Introduction to the Riparian Restoration Experiment
Faithful Creek, Victoria
A degraded riparian zone, typical of small creeks throughout southeastern Australia.
The restoration of riparian zones is being carried out across streams throughout Australia, costing millions of dollars annually. These efforts are motivated by an understanding that the overall health of our streams is intimately linked with condition of the riparian zone. However, the magnitude, rate and timing of ecosystem recovery once restoration activities have commenced is far less certain. There is also a need to better understand the specific mechanisms involved in recovery and the key factors that might indicate success. In most cases the responses of a stream to riparian rehabilitation are not monitored, and where monitoring is conducted no consistent methods are used. With the support of the Murray-Darling Basin Commission, and various Catchment Management Authorities, scientists at Monash University are addressing this knowledge gap.
The Riparian Restoration Experiment was initiated in 2000 following the recommendations of a report to the Murray Darling Basin Commission by a joint project team from the CRC for Freshwater Ecology and the CRC for Catchment Hydrology. The team was commissioned to identify:
- The type of restoration projects that would most usefully be targeted for evaluation;
- How to implement an evaluation program;
- The selection of key monitoring sites;
- A scientifically rigorous experimental design.

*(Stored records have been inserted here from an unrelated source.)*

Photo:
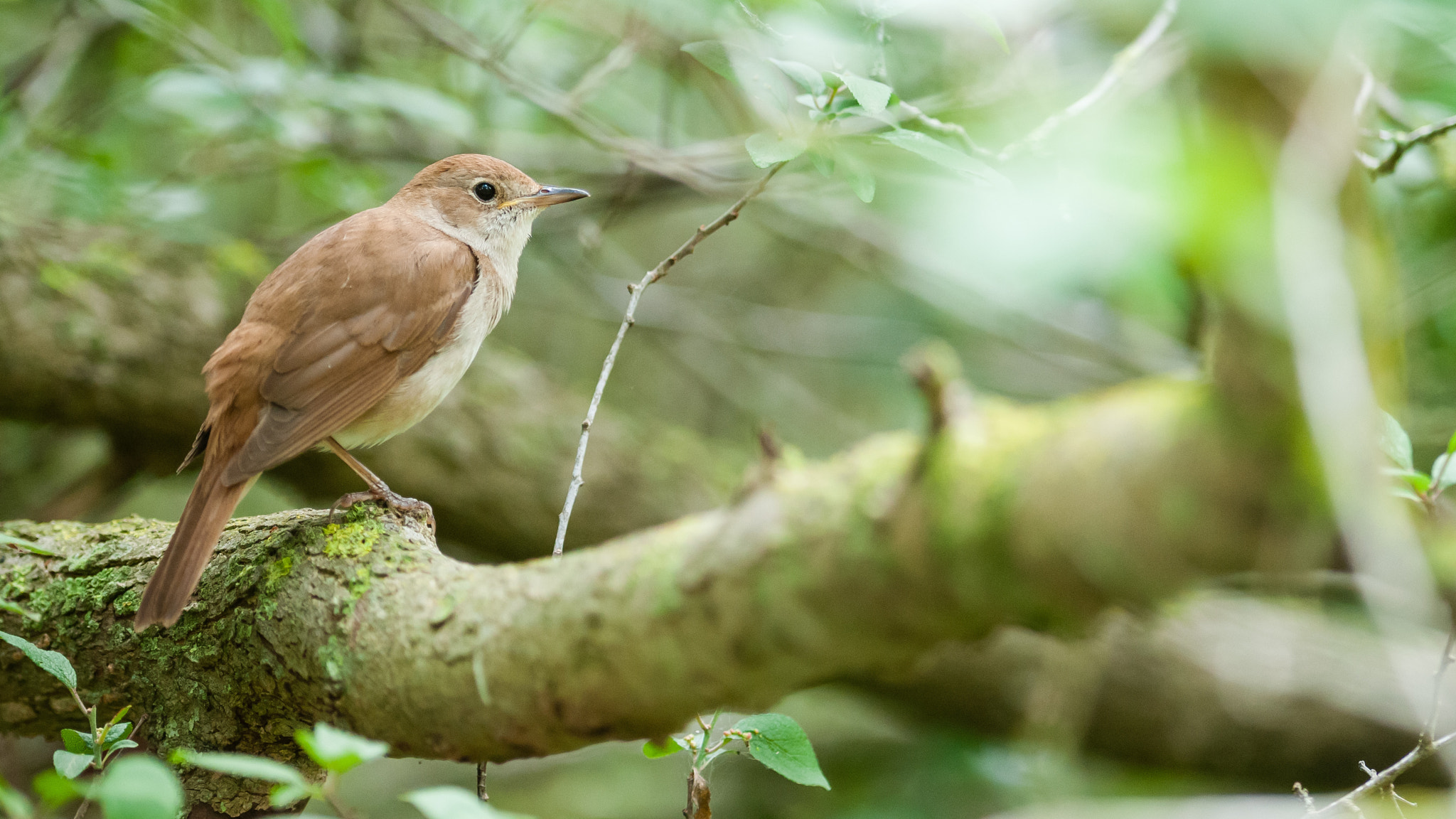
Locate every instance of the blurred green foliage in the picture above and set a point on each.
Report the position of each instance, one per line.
(240, 129)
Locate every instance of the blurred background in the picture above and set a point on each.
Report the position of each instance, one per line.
(159, 158)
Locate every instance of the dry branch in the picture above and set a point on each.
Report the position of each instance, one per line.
(628, 319)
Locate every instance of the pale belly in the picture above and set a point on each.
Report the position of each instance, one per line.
(421, 392)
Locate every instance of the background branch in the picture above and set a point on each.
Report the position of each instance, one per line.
(366, 626)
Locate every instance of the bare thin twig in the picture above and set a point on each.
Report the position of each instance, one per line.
(1421, 752)
(628, 319)
(456, 38)
(1436, 688)
(1403, 141)
(1121, 65)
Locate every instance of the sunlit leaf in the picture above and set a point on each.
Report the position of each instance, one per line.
(782, 746)
(941, 154)
(69, 764)
(449, 802)
(805, 76)
(861, 183)
(338, 749)
(115, 734)
(50, 662)
(668, 748)
(77, 742)
(871, 95)
(712, 54)
(139, 787)
(766, 149)
(1443, 473)
(987, 22)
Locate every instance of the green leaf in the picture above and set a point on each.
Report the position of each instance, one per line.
(337, 749)
(1418, 481)
(1443, 474)
(114, 735)
(77, 742)
(449, 802)
(943, 155)
(714, 54)
(807, 77)
(1397, 445)
(26, 545)
(766, 149)
(14, 803)
(69, 764)
(53, 663)
(668, 748)
(871, 95)
(782, 746)
(244, 766)
(139, 787)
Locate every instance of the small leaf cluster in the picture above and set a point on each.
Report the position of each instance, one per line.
(132, 787)
(836, 107)
(774, 739)
(1413, 484)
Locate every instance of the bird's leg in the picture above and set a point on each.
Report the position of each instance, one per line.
(378, 490)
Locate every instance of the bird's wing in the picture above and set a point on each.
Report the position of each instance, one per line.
(379, 295)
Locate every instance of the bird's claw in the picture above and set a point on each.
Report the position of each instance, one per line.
(392, 500)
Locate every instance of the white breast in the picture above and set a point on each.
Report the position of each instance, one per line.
(421, 392)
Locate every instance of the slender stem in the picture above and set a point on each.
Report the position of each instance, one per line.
(1436, 688)
(628, 319)
(1423, 751)
(1404, 143)
(1121, 65)
(708, 737)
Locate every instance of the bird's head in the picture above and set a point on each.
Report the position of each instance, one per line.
(479, 194)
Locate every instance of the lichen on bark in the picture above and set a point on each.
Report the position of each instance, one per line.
(847, 569)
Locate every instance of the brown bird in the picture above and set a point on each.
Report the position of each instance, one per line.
(351, 341)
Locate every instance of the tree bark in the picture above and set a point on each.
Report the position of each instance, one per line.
(108, 328)
(851, 569)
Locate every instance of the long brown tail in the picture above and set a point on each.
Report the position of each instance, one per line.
(193, 542)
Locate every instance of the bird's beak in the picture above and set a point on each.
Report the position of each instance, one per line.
(550, 196)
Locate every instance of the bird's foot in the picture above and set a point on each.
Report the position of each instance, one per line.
(390, 500)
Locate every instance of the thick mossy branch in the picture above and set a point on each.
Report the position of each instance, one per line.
(850, 569)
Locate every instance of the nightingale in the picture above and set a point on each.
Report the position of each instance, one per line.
(350, 341)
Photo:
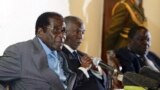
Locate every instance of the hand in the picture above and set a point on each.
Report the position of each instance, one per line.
(86, 61)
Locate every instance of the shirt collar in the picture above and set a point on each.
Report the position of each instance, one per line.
(69, 48)
(46, 48)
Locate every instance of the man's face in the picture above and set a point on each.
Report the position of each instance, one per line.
(75, 34)
(141, 42)
(55, 35)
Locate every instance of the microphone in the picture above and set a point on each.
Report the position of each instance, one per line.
(135, 79)
(149, 72)
(98, 62)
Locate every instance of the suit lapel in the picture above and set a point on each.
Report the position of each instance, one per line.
(41, 63)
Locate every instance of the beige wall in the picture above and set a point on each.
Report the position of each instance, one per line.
(90, 11)
(152, 12)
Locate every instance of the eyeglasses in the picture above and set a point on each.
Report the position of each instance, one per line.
(57, 30)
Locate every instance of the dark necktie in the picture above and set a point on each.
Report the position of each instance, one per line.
(142, 61)
(75, 55)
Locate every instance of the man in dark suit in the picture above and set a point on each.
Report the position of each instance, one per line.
(80, 62)
(137, 54)
(125, 15)
(38, 64)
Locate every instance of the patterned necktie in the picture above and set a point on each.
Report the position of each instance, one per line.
(55, 65)
(75, 55)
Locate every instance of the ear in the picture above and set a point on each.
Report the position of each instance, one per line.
(40, 32)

After a review of restoration activities (Stewardson et al. 2002), the most common form of habitat rehabilitation in Australia was found to be riparian revegetation accompanied by livestock exclusion. Consequently, this became the focus of the study. Three approaches of evaluating the effectiveness of riparian restoration were considered: 1) post project monitoring of existing sites; 2) combining management and monitoring as part of a current restoration program; 3) dedicated experimentation. Of these, the latter was deemed the most valuable.
Experimental Design & Monitoring
The focus of the study is lowland tributary streams in the southern Murray-Darling Basin with historical riparian vegetation dominated by river red gum (Eucalyptus camaldulensis). Initially, sites were established on three Victorian streams ( Faithful Creek, Joyces Creek and Middle Creek) in 2003. The project has since been expanded to include two further sites in New South Wales ( Little Billabong Creek and Narrallen Creek).

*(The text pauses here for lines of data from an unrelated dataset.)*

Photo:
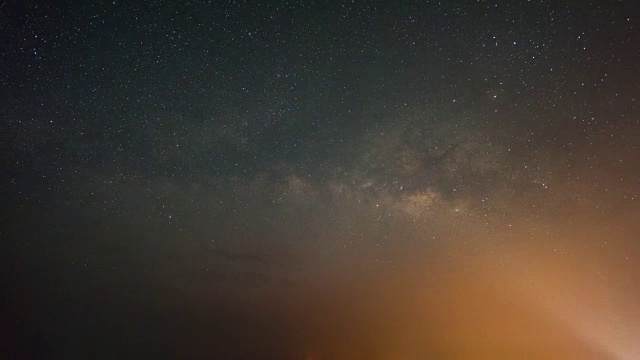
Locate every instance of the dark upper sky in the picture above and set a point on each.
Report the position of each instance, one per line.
(286, 180)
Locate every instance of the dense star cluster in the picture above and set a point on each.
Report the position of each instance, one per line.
(333, 180)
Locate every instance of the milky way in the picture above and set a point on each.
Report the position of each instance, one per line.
(284, 180)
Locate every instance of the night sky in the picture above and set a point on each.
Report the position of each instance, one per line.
(321, 180)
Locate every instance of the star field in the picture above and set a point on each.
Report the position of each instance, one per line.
(333, 180)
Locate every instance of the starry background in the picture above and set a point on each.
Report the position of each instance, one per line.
(334, 180)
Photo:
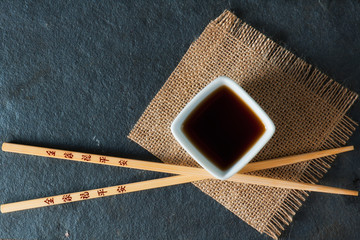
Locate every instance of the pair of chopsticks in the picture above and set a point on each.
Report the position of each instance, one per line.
(185, 175)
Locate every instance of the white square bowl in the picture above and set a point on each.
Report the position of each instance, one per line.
(176, 128)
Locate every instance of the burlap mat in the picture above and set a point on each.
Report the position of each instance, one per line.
(307, 107)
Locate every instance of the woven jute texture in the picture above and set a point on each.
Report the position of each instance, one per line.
(307, 107)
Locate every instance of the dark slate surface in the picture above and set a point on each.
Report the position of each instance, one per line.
(78, 75)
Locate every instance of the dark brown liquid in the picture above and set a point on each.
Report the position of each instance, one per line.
(223, 127)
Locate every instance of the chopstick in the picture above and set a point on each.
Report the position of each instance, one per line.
(193, 175)
(163, 167)
(157, 183)
(97, 193)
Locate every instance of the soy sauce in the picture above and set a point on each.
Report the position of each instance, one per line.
(223, 127)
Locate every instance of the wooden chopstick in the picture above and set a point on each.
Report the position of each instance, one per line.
(162, 167)
(157, 183)
(97, 193)
(162, 182)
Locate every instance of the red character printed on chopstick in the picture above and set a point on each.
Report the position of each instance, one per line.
(86, 157)
(121, 189)
(101, 192)
(68, 155)
(49, 201)
(67, 198)
(51, 153)
(84, 195)
(103, 159)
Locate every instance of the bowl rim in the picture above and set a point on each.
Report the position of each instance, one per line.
(176, 128)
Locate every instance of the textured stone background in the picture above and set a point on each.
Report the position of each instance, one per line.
(78, 75)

The original intention was to follow the MBACRI* approach (Downes et al. 2002 ). With this in mind, a number of criteria influenced the selection of study locations, the most important of which was the existence of suitable reference sites (Stewardson et al. 2002). Following an extensive site selection exercise during which 98 sites on 39 streams were assessed, it was evident that the inclusion of reference sites was impossible as they were unavailable within our study area (Anderson et al. 2004). Therefore, the experimental design consists of a control site and treatment site located along multiple creeks.
Pre-restoration data were collected prior to fencing and replanting using a monitoring protocol designed to identify key changes over the short (1-3yrs), medium (3-8yrs) and long-term (10+yrs). The intention is to continue monitoring these sites for at least 10 years.
Predicted responses to restoration, and the importance of context
As suitable reference sites could not be found, conceptual models were developed at the beginning of the project to set hypothesized targets in terms of the likely timing and magnitude of responses to restoration ( Reich et al. 2008). However, contextual variables such as land use, drought and other stressors are also likely to influence restoration (e.g. Harding et al. 1998, Bond & Lake 2005, Palmer et al. 2010), and generate spatial and temporal variability in ecological responses. Because sites needed to meet a number of selection criteria (e.g. catchment size, water quality, land use, vegetation type) to be included in the study initially, it is therefore uncertain the degree to which these conceptual models may be applicable to sites with different characteristics. A current focus of the project is on beginning to develop methods to test how site and landscape context might result in spatially variable responses to restoration, and to subsequently examine the degree to which the findings of the RRE might be able to inform riparian restoration more generally across the Basin.